Neoliberal dönemde, işsizlik düzeylerinin tüm dünyada artmasına tanık olundu. 2008 krizinden sonra ise Türkiye dahil birçok gelişmiş ve gelişmekte olan ülkede işsizlik sorunu katmerlendi ve ekonomilerin istihdam yaratma kapasitesi düştü. Bu şartlar altında, neoliberal politikaların Türkiye’de uygulayıcısı olan AKP’nin ve AKP’nin sermaye yanlısı uygulamalarına karşı çıkamayan düzen muhalefetinin işsizlik sorununu çözmesi, ötesinde patronların tezgahını bozmadan bu sorunu hafifletmesi beklenemez.

Ayrıca yaklaşmakta olan kriz, ekonomide son dönemde istihdam yaratan inşaat ve hizmet sektörlerinde durumun tersine döneceğini gösteriyor. Sanayi sektörlerinde ise istihdam daralacak. Hiçbir partinin reddetmediği olası “acı reçete”nin istihdamın daralması, esnekleşmesi ve güvencesizleştirilmesini öngöreceği de açık.

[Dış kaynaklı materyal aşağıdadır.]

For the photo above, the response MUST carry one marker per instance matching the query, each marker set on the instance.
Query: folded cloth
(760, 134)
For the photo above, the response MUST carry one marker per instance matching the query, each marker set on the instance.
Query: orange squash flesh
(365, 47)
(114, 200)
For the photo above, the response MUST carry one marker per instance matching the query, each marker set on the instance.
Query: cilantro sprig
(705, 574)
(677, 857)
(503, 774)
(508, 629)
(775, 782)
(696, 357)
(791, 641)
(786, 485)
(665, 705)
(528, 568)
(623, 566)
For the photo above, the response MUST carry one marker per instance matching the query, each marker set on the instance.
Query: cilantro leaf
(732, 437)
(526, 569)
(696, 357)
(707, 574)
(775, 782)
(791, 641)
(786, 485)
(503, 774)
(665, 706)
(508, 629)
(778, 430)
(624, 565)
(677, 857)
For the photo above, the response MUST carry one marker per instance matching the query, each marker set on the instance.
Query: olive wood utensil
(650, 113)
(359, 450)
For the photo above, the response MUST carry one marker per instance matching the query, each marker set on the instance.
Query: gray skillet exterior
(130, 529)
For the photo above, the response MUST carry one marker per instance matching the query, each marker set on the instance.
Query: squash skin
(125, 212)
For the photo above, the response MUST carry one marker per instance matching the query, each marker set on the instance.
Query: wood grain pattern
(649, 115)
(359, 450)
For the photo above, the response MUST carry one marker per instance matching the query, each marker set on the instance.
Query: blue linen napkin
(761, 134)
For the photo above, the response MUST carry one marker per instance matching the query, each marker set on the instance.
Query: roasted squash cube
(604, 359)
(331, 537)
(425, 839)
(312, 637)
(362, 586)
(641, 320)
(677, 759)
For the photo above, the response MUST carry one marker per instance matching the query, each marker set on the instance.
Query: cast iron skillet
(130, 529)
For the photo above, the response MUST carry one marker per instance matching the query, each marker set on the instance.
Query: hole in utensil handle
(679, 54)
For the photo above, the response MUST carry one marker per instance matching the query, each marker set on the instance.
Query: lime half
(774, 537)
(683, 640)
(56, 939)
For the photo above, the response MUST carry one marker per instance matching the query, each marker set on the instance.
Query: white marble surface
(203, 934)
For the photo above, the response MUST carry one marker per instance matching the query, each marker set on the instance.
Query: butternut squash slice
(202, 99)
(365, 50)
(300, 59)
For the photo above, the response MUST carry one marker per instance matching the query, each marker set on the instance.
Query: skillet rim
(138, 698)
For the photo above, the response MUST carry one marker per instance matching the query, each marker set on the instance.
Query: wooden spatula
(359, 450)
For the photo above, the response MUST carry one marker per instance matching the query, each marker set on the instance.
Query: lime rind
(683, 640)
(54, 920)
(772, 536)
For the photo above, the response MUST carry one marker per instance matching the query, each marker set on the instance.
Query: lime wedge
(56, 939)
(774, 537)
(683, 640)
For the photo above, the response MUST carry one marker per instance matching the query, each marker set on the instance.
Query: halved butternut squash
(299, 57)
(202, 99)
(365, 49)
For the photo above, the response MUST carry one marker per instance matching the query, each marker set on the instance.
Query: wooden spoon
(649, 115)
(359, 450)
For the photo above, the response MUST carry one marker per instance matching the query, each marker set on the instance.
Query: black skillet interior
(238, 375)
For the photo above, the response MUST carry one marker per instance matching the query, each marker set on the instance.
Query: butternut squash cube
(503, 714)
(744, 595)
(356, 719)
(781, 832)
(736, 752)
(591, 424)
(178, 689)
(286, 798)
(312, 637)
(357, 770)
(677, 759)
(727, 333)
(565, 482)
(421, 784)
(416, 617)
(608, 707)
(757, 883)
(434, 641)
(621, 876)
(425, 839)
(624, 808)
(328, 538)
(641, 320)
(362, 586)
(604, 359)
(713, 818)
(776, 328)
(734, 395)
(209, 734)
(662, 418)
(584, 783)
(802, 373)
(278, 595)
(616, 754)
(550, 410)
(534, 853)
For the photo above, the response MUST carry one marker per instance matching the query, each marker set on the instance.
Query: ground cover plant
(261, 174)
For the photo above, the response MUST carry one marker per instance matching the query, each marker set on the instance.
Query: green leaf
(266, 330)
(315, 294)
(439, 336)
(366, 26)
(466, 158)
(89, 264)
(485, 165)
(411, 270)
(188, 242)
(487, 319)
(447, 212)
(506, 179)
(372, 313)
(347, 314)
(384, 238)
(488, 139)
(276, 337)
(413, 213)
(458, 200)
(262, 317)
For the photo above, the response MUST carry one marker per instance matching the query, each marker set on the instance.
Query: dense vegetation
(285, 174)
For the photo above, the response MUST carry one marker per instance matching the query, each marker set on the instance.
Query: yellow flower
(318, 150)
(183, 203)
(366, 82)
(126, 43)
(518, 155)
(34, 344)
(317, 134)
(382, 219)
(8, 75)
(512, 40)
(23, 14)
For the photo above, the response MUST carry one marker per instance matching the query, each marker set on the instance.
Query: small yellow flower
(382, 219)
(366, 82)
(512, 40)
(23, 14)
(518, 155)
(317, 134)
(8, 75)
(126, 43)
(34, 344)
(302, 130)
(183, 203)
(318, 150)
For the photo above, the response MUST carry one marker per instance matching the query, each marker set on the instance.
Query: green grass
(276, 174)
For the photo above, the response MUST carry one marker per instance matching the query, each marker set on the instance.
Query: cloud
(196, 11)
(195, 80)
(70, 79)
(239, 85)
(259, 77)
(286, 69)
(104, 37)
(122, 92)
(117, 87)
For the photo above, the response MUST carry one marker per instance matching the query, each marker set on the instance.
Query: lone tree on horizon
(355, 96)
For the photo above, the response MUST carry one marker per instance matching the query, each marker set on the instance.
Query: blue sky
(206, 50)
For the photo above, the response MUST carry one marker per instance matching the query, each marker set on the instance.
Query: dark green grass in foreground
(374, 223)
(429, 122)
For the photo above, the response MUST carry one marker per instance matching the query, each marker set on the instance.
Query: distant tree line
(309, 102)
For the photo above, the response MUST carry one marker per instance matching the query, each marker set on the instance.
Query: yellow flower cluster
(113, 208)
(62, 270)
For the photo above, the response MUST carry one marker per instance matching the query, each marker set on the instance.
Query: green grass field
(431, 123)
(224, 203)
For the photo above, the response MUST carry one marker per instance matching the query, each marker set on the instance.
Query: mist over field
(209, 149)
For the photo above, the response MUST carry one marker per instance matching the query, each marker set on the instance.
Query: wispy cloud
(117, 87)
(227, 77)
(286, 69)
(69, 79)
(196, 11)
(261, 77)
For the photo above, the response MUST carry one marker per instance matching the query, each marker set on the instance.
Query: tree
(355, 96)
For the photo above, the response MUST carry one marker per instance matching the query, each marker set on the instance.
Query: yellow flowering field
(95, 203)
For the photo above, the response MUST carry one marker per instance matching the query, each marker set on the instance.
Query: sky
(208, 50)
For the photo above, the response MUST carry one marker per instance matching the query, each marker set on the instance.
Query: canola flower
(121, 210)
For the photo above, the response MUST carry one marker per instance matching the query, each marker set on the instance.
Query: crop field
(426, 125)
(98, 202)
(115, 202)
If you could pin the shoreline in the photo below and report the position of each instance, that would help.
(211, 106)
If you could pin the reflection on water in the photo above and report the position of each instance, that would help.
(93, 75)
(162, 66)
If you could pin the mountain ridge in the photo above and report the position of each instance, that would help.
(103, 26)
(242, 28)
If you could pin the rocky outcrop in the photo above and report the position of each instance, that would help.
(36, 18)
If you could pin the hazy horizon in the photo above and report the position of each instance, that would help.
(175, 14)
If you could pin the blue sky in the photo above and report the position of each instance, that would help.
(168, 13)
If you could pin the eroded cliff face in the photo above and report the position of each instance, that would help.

Geçmişte Sovyetler Birliği, patronların tezgahını bozdu ve kurduğu sosyalist düzende işsizliği sıfırlama hedefiyle mülkiyet ilişkilerini toptan değiştirdi. 1936 yılında çıkardığı Anayasada işsizliği yasakladı. İşsizlik sorununu bitirme noktasında büyük ve tarihsel adımlar attı. Bugün işçi sınıfı adına hangi kazanımdan bahsedilecekse, o kazanımlarda Sovyetler Birliği’nin ve sosyalist ülkelerin bu cüretli adımlarının izi var.

Aynı cüret gösterilmeden ve düzeni topyekun karşıya almadan işsizlik sorununu çözmek mümkün değil. İşsizliğin sıfırlanması için bu düzen değişmeli.